Er-Râzî ve İbn Sina'nın Avrupa tıbbını ne kadar etkilediğini anlamak için her iki tabibin Paris Tıp Fakültesi'nin giriş koridorunda resimlerinin asırlardır asılı durmasının düşünülmesi yeterlidir.
İslam'ın ilme verdiği değer ve Müslüman ilim adamlarının gayretleri İslam medeniyetinin doğuşunu gerçekleştirmiştir. Haçlı seferleri ve saldırıları, Moğol istilası ve Endülüs'ün düşüşü İslam dünyasında ilmi duraklamaya sebep olmuştur. Bu olayların menfi etkileri Osmanlı Devleti döneminde kısmen bir duraklama devri olarak görülmüşse de inhitat engellenememiştir. Fakat Yirminci yüzyılın başından beri İslam dünyasındaki çöküşün nedenleri üzerinde durulması ve bu konuda ilim ve fikir adamlarının sürekli olarak düşünüp Müslümanları da düşünmeye davet etmeleri bu medeniyetin tekrar nasıl diriltilmesi mümkündür diye zihin terlemelerinin görülmesi bu medeniyetin tekrar dirileceğinin ilk işaretlerini verdiği görülmektedir. İnanç ve İslam'ın yok olması nasıl mümkün değilse, İslam Medeniyetinin de buna bağlı ve buna paralel olarak ilelebet yok olması da mümkün değildir. İslam Medeniyeti çağımızda gittikçe olgunlaşmaya doğru yüz tutan İslam düşüncesinin yeniden dirilişi ile görülmeye başlanmıştır.

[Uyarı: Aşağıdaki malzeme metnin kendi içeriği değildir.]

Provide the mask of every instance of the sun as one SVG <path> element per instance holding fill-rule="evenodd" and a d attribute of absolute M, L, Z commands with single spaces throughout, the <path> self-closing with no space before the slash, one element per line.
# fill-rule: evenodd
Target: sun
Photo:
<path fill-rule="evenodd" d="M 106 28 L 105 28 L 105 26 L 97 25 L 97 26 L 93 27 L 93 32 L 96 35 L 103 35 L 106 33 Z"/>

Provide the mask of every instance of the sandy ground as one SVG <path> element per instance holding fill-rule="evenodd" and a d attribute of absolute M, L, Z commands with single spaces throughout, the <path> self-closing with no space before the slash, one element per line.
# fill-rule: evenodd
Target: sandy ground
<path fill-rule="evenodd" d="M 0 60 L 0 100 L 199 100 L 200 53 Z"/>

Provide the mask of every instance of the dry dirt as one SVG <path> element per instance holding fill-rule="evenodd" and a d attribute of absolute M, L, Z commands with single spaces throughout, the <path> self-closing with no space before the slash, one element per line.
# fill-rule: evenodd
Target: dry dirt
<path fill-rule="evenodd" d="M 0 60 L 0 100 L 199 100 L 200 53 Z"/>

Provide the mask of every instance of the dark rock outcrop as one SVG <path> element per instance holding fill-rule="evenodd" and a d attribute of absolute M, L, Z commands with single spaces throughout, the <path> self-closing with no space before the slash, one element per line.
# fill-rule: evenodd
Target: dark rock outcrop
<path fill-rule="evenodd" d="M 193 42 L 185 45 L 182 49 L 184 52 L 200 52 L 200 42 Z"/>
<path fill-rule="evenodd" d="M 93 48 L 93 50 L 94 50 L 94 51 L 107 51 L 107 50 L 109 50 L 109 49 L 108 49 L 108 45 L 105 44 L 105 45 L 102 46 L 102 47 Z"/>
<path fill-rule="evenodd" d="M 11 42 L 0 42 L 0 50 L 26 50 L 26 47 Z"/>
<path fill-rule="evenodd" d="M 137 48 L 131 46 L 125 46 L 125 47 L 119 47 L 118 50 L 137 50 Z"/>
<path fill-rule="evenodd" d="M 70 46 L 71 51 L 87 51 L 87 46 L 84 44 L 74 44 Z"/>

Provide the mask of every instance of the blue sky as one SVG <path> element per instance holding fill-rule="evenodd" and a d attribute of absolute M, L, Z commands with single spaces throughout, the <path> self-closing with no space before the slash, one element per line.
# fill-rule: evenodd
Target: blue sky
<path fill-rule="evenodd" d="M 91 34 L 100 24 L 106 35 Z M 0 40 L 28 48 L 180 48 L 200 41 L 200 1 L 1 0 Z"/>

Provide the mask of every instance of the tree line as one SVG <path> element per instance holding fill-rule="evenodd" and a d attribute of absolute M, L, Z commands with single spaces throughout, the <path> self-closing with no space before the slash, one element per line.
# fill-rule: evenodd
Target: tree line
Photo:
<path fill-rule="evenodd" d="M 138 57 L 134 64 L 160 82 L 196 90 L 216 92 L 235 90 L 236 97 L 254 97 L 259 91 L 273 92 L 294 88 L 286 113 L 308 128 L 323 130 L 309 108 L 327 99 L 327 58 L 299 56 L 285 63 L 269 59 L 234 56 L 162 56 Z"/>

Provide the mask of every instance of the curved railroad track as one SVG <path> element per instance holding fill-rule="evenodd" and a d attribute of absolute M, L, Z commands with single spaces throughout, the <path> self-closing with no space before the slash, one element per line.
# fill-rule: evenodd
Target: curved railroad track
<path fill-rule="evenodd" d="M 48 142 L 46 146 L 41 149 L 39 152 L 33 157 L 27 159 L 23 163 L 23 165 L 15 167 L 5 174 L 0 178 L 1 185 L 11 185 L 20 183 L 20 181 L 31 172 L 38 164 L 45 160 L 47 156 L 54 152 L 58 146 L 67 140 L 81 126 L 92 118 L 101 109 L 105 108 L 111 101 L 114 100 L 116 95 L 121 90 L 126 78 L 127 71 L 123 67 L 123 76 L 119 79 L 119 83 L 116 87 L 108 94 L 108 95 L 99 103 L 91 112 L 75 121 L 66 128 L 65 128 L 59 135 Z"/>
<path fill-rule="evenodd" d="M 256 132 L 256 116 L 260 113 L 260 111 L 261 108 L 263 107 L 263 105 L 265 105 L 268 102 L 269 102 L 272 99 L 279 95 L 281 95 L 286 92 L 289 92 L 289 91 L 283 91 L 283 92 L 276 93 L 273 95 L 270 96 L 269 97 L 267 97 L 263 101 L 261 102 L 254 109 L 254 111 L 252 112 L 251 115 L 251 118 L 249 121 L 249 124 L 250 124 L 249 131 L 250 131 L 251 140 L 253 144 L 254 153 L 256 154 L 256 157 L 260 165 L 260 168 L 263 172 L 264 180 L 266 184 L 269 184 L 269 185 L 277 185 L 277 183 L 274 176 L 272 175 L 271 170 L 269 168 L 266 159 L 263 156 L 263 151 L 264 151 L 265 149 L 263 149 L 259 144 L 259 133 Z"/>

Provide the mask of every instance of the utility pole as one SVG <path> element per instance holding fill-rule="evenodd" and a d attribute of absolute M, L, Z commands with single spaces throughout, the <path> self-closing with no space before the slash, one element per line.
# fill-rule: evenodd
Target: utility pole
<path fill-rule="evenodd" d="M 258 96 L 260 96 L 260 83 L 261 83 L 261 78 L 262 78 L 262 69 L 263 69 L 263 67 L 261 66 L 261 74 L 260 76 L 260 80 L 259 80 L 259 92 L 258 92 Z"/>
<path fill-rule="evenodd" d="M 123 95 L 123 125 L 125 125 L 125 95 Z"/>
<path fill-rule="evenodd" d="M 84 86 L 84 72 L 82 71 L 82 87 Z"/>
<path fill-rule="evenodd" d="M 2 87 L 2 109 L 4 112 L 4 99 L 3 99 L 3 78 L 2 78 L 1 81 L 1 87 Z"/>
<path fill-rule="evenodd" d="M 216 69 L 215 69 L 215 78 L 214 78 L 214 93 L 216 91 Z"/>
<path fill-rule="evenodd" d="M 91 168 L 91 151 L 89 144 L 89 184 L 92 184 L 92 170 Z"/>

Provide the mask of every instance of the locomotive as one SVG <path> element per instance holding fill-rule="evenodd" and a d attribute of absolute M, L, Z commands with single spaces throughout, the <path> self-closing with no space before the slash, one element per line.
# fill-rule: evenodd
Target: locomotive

Bu da İslam medeniyetinin önümüzdeki yüzyıl içinde tekrar dirileceğinin emarelerini göstermektedir. İslam Dünyasındaki ilmi gayretler ve siyasi bilinçlenmenin İslam Medeniyetini bir gün yeniden ayağa kaldıracağının müjdesi olduğuna inanıyoruz.
İşte bunu çok açık bir şekilde gören Batı dünyası saldırı ve tuzaklarını bundan dolayı bu kadar süratlendirmekte ve İslam'a olan düşmanlığını İslamofobi ile göstermektedir. Ama korkunun ecele faydası yoktur, yükselişte olan İslam dünyası, inişe geçen ve yıkılışa doğru yol almaya başlayan ise bugün güçlü görünse de Batı dünyasıdır. Medeniyetlerin yükseliş ve yıkılış işaretlerini ne zaman nasıl verdiklerini bütün dünya ilim adamları görmektedir.